My plan is to get into an MFA program in screenwriting but I'm concerned that I might not have a shot since I don't have a film school background. I have a BA in philosophy and an MA in psychology, and I want to pursue screenwriting because writing is everything to me but I'm afraid that I'm an outsider. Anyone got any thoughts??

Thanks!


----------



## Johnny Grunge (Apr 7, 2012)

I'm not too sure on their qualifications...but, for a master's of fine arts screenwriting program, I'm fairly sure that they would "like" to see a degree in English. But, then again, take a shot. Make sure the writing sample you send in is of high quality.


----------



## anaos (Apr 7, 2012)

Apply as soon as possible, get experience as soon as possible.


----------



## Drufur (Apr 7, 2012)

Thanks for the advice.

@anaos: by experience, do you mean screenwriting experience or, like, working on a film??


----------



## Che Gray (Apr 8, 2012)

@drufur don't worry about what your academic background is, I think you get more leverage for going to a good school (top 30) then what you actually studied when you're there. Anyway the MOST important things and the things that will make or break your acceptance is your scripts and you personal statement. So if I were you I would just start writing and don't stop until you get into the school of you choice. Also if you think what you write is pretty good I'd enter them into some film festivals (I've gotten a couple of honorable mentions from submitting my feature length script) I'm leaving undergrad this may though so it's not like you have to have a ridiculous amount of experience to be considered.
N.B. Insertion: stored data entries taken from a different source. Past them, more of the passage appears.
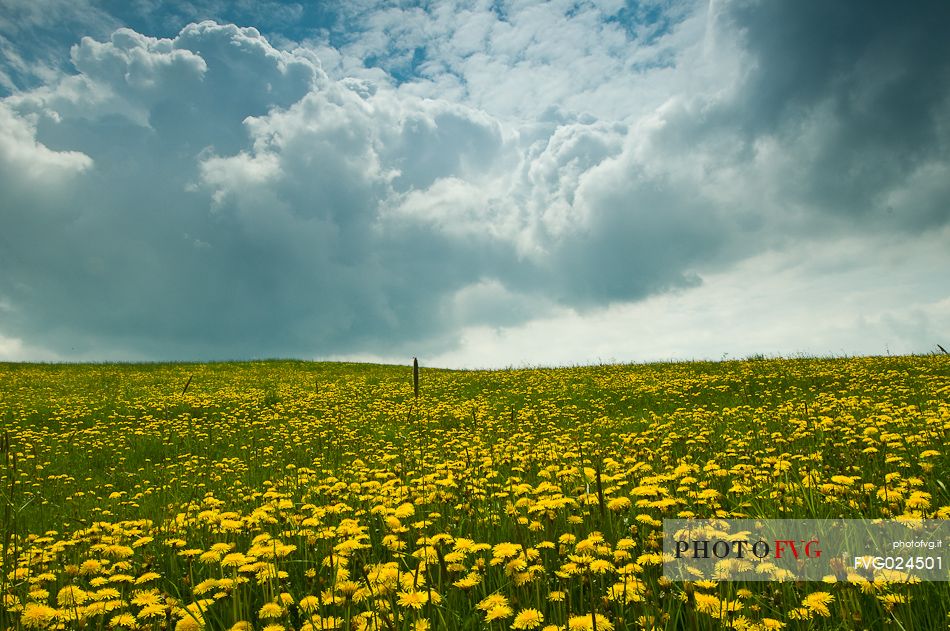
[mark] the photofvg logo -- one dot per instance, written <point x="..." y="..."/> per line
<point x="851" y="550"/>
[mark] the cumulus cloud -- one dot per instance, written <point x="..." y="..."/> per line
<point x="405" y="180"/>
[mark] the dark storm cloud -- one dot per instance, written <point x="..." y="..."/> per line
<point x="212" y="196"/>
<point x="868" y="83"/>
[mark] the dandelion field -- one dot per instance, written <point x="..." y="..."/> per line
<point x="292" y="495"/>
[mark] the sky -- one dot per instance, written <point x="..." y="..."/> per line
<point x="479" y="184"/>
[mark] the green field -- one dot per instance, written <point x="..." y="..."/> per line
<point x="295" y="495"/>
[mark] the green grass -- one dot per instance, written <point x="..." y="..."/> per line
<point x="289" y="440"/>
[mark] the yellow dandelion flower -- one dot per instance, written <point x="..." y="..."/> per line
<point x="37" y="616"/>
<point x="271" y="610"/>
<point x="818" y="603"/>
<point x="498" y="612"/>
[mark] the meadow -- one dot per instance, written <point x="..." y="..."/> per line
<point x="292" y="495"/>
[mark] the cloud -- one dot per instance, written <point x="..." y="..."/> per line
<point x="429" y="178"/>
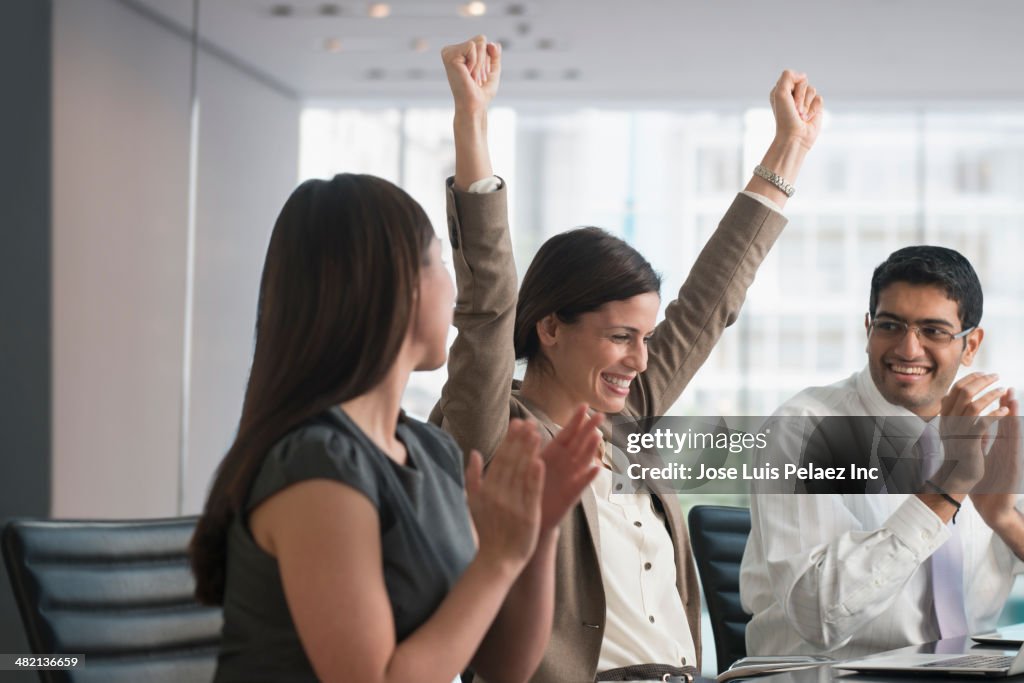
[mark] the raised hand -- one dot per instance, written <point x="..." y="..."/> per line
<point x="798" y="109"/>
<point x="473" y="69"/>
<point x="569" y="464"/>
<point x="506" y="503"/>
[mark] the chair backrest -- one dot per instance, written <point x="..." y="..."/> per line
<point x="719" y="537"/>
<point x="118" y="592"/>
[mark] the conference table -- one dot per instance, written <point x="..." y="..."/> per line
<point x="951" y="646"/>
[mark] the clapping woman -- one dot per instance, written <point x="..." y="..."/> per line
<point x="337" y="534"/>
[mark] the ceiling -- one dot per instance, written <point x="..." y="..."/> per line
<point x="644" y="51"/>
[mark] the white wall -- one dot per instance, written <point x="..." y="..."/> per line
<point x="249" y="150"/>
<point x="121" y="94"/>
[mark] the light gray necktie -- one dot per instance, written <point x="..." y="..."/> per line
<point x="947" y="562"/>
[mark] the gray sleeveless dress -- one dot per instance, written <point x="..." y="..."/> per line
<point x="426" y="538"/>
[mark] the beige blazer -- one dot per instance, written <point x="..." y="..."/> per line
<point x="479" y="396"/>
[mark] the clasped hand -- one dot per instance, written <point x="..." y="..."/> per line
<point x="527" y="489"/>
<point x="987" y="467"/>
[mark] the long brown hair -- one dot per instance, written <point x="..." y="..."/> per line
<point x="336" y="298"/>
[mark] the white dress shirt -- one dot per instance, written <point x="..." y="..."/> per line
<point x="645" y="622"/>
<point x="846" y="574"/>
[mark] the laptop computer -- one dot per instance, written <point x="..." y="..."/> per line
<point x="1012" y="635"/>
<point x="984" y="663"/>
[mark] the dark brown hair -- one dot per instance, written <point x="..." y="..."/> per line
<point x="336" y="297"/>
<point x="576" y="272"/>
<point x="943" y="267"/>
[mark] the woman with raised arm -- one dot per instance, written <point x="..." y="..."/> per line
<point x="627" y="605"/>
<point x="336" y="534"/>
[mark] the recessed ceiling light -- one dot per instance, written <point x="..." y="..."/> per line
<point x="474" y="8"/>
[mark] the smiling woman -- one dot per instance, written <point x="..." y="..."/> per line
<point x="626" y="595"/>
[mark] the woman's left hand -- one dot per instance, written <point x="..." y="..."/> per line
<point x="797" y="107"/>
<point x="569" y="465"/>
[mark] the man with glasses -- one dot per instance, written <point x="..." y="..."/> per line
<point x="870" y="565"/>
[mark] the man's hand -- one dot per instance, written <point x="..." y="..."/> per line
<point x="963" y="431"/>
<point x="995" y="495"/>
<point x="473" y="69"/>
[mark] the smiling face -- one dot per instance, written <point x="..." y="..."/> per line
<point x="594" y="359"/>
<point x="907" y="372"/>
<point x="435" y="300"/>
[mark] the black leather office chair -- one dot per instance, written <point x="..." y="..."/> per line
<point x="118" y="592"/>
<point x="719" y="536"/>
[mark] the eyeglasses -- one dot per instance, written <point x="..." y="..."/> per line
<point x="927" y="334"/>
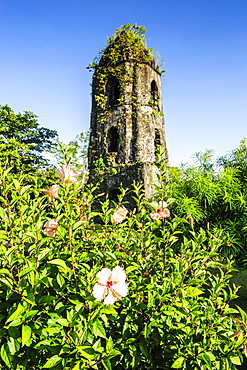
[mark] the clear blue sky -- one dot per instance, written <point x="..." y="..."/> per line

Potential is more important. Good Luck!


----------



## dmtr (Apr 8, 2012)

School and major have very little weight. Writing portfolio, personal statement and resume are most important.


----------



## mardad (Apr 8, 2012)

I agree. School and major are of small use to a film school in determining admission, outside of showing you can work. Offhand I can't imagine a better combo for a writer than Phil. and Psych.


----------



## Drufur (Apr 8, 2012)

Thanks for the reasurrance.

I'm looking for writing classes near me so that I can learn any technical stuff about the craft. Does anyone know any good writing classes, perhaps online?

Thanks!


----------



## mardad (Apr 8, 2012)

Buy a copy of The Writer's Compass by Guy Gallo. You'll find it very useful as well as brief.


----------



## etermpapers5 (Apr 8, 2012)

Academic is most important as i say that its a first root of your career,academic back ground matters in every step of your life.Never think this again that its matter or not.


----------